Sicherheitslücke blieb mehrere Wochen unentdeckt

Laut einer am 5. Juni 2026 bei der Generalstaatsanwaltschaft des US-Bundesstaates Maine eingereichten Datenschutzmeldung, über die Bleeping Computer berichtet, wurde die Sicherheitslücke bereits am 31. Mai 2026 entdeckt. Als Datum des eigentlichen Sicherheitsvorfalls wird dort der 17. April 2026 genannt. Das deutet darauf hin, dass die Angriffe bereits mehrere Wochen vor ihrer Entdeckung begonnen haben könnten. Meta zufolge sollen dabei mehr als 20.000 Instagram-Konten betroffen sein. Unklar ist bislang jedoch, welche Daten tatsächlich abgegriffen wurden. Theoretisch hätten die Angreifer Zugriff auf eine Vielzahl sensibler Informationen erhalten können, darunter E-Mail-Adressen und Telefonnummern, Geburtsdaten, Profilinformationen, Fotos, Videos, Direktnachrichten sowie Aktivitäten und Interaktionsverläufe innerhalb der Plattform. Auch mit Instagram verknüpfte Konten oder externe Dienste könnten betroffen gewesen sein.
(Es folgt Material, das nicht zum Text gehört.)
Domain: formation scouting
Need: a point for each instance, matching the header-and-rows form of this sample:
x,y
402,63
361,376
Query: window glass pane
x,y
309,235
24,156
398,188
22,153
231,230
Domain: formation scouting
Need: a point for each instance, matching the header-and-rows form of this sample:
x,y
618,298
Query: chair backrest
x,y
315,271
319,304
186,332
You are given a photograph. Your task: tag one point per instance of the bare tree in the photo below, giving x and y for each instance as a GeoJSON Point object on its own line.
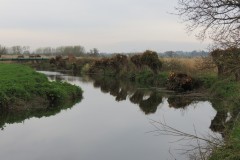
{"type": "Point", "coordinates": [218, 20]}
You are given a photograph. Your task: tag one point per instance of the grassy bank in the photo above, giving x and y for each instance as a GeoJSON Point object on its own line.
{"type": "Point", "coordinates": [223, 92]}
{"type": "Point", "coordinates": [22, 88]}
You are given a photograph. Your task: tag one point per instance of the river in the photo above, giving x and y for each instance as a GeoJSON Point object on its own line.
{"type": "Point", "coordinates": [114, 121]}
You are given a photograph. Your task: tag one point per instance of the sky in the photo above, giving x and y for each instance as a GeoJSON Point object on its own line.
{"type": "Point", "coordinates": [110, 25]}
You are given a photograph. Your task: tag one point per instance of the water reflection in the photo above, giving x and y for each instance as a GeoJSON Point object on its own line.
{"type": "Point", "coordinates": [110, 123]}
{"type": "Point", "coordinates": [10, 117]}
{"type": "Point", "coordinates": [149, 100]}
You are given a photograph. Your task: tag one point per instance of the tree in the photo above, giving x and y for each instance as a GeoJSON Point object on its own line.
{"type": "Point", "coordinates": [94, 52]}
{"type": "Point", "coordinates": [3, 50]}
{"type": "Point", "coordinates": [217, 19]}
{"type": "Point", "coordinates": [17, 49]}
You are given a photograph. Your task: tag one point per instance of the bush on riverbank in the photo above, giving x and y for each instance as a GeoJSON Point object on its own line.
{"type": "Point", "coordinates": [21, 86]}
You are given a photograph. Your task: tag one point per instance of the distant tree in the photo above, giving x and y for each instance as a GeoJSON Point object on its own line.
{"type": "Point", "coordinates": [94, 52]}
{"type": "Point", "coordinates": [216, 19]}
{"type": "Point", "coordinates": [3, 50]}
{"type": "Point", "coordinates": [170, 54]}
{"type": "Point", "coordinates": [17, 50]}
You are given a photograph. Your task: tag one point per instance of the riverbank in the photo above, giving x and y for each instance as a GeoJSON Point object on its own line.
{"type": "Point", "coordinates": [224, 91]}
{"type": "Point", "coordinates": [23, 89]}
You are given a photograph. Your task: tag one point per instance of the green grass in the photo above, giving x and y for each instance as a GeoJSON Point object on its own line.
{"type": "Point", "coordinates": [20, 83]}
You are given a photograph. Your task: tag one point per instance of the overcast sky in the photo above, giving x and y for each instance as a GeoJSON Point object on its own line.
{"type": "Point", "coordinates": [109, 25]}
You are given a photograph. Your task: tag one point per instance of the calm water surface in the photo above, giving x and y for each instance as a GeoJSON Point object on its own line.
{"type": "Point", "coordinates": [112, 122]}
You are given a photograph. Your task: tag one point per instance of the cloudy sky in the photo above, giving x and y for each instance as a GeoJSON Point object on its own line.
{"type": "Point", "coordinates": [109, 25]}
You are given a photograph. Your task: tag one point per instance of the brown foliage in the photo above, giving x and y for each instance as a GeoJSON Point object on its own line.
{"type": "Point", "coordinates": [227, 61]}
{"type": "Point", "coordinates": [180, 82]}
{"type": "Point", "coordinates": [148, 58]}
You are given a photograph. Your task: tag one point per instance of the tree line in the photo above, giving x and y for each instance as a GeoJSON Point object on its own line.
{"type": "Point", "coordinates": [77, 50]}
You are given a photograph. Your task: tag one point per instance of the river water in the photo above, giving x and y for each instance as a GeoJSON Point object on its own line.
{"type": "Point", "coordinates": [114, 121]}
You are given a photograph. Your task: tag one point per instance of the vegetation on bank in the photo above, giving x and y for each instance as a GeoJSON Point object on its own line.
{"type": "Point", "coordinates": [217, 76]}
{"type": "Point", "coordinates": [22, 88]}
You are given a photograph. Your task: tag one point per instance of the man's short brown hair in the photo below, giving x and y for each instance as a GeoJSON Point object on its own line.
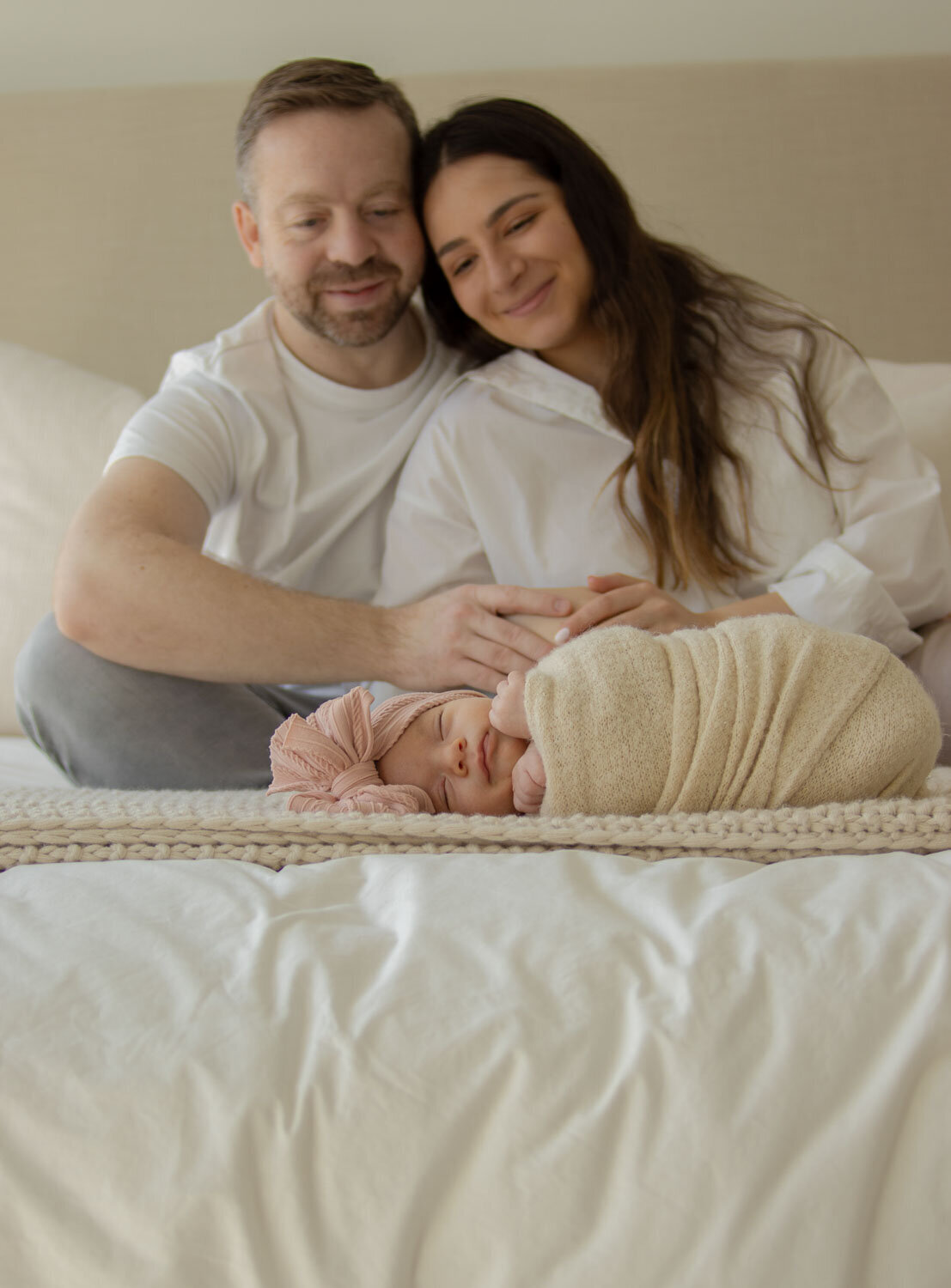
{"type": "Point", "coordinates": [309, 84]}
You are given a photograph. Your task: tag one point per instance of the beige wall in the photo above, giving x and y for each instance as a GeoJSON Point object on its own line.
{"type": "Point", "coordinates": [66, 44]}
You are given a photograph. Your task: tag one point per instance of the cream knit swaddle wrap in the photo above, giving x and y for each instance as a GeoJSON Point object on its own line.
{"type": "Point", "coordinates": [753, 714]}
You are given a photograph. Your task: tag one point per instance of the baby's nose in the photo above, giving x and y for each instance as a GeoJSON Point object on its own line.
{"type": "Point", "coordinates": [456, 757]}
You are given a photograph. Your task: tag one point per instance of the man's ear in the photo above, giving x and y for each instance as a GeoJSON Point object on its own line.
{"type": "Point", "coordinates": [247, 231]}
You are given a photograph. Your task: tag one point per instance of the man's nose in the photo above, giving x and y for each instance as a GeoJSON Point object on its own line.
{"type": "Point", "coordinates": [350, 241]}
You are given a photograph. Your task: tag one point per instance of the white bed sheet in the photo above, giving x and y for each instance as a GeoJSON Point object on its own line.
{"type": "Point", "coordinates": [23, 765]}
{"type": "Point", "coordinates": [482, 1071]}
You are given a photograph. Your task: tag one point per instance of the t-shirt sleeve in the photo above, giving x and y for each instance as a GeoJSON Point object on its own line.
{"type": "Point", "coordinates": [188, 427]}
{"type": "Point", "coordinates": [889, 567]}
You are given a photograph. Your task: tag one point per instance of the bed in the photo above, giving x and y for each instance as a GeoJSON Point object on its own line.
{"type": "Point", "coordinates": [262, 1050]}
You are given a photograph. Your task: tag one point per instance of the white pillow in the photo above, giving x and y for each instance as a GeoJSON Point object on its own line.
{"type": "Point", "coordinates": [922, 393]}
{"type": "Point", "coordinates": [57, 427]}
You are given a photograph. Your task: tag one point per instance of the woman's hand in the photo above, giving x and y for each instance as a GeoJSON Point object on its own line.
{"type": "Point", "coordinates": [528, 781]}
{"type": "Point", "coordinates": [623, 600]}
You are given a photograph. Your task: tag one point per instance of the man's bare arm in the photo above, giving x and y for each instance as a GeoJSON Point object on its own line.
{"type": "Point", "coordinates": [133, 586]}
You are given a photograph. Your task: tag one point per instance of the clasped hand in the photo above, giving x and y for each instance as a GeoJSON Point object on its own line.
{"type": "Point", "coordinates": [621, 600]}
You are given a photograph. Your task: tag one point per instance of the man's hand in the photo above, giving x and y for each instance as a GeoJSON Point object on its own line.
{"type": "Point", "coordinates": [528, 781]}
{"type": "Point", "coordinates": [507, 713]}
{"type": "Point", "coordinates": [460, 638]}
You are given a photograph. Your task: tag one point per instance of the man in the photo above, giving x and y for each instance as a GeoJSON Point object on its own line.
{"type": "Point", "coordinates": [235, 540]}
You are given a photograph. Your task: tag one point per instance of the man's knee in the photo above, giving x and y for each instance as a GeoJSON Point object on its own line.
{"type": "Point", "coordinates": [46, 672]}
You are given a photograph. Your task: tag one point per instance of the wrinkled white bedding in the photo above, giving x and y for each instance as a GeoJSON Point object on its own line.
{"type": "Point", "coordinates": [23, 765]}
{"type": "Point", "coordinates": [477, 1071]}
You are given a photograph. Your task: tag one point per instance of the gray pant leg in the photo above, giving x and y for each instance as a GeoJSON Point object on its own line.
{"type": "Point", "coordinates": [930, 662]}
{"type": "Point", "coordinates": [111, 726]}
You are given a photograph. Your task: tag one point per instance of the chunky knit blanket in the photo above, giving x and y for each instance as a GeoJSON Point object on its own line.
{"type": "Point", "coordinates": [66, 826]}
{"type": "Point", "coordinates": [757, 713]}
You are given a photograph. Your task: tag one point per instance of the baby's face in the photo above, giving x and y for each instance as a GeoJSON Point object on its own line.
{"type": "Point", "coordinates": [455, 755]}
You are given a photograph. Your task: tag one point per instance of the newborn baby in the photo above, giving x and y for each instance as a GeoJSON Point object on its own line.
{"type": "Point", "coordinates": [753, 714]}
{"type": "Point", "coordinates": [432, 752]}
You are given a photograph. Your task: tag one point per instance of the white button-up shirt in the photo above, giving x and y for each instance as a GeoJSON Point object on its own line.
{"type": "Point", "coordinates": [509, 483]}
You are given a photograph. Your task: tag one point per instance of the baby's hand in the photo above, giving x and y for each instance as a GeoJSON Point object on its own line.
{"type": "Point", "coordinates": [508, 706]}
{"type": "Point", "coordinates": [528, 781]}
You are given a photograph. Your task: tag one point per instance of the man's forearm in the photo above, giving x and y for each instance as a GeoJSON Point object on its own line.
{"type": "Point", "coordinates": [162, 605]}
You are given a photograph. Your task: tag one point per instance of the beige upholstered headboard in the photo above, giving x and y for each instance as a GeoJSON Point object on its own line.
{"type": "Point", "coordinates": [830, 180]}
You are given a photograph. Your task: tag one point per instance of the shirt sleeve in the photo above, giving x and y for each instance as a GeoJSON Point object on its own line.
{"type": "Point", "coordinates": [432, 543]}
{"type": "Point", "coordinates": [188, 428]}
{"type": "Point", "coordinates": [888, 569]}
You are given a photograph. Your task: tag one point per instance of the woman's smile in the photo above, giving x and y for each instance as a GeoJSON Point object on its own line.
{"type": "Point", "coordinates": [512, 255]}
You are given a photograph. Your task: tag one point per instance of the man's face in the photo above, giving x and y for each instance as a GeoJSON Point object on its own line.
{"type": "Point", "coordinates": [332, 222]}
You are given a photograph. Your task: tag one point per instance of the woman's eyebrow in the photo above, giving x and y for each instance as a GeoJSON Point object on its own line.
{"type": "Point", "coordinates": [492, 219]}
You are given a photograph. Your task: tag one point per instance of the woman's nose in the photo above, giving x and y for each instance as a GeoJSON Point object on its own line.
{"type": "Point", "coordinates": [503, 270]}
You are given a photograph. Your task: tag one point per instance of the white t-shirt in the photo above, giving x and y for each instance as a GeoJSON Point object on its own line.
{"type": "Point", "coordinates": [298, 471]}
{"type": "Point", "coordinates": [508, 483]}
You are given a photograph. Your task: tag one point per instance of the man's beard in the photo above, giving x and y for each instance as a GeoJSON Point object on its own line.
{"type": "Point", "coordinates": [355, 329]}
Als erste Reaktion auf den Vorfall schaltete Meta das HTS-System vollständig ab und erklärte sämtliche darüber erzeugten Passwort-Reset-Links für ungültig. Gleichzeitig wurden potenziell kompromittierte Konten in einen verpflichtenden Sicherheitsprozess überführt. Betroffene Nutzer müssen dabei ihre Passwörter erneut ändern und ihre Identität verifizieren, um die Kontrolle über ihre Konten zurückzuerlangen.

System soll erst nach Korrekturen wieder ans Netz

Meta will zudem künftig sicherstellen, dass E-Mail-Adressen zuverlässig mit den jeweiligen Kontoinformationen abgeglichen werden. Erst nach diesen und weiteren Anpassungen soll das System wieder in Betrieb genommen werden. Darüber hinaus überprüft das Unternehmen nach eigenen Angaben vergleichbare Wiederherstellungsprozesse auf anderen Plattformen des Konzerns.

Es bleibt zudem abzuwarten, welche datenschutzrechtlichen Konsequenzen der Vorfall noch für Meta nach sich ziehen wird. Auch Strafzahlungen können derzeit nicht ausgeschlossen werden.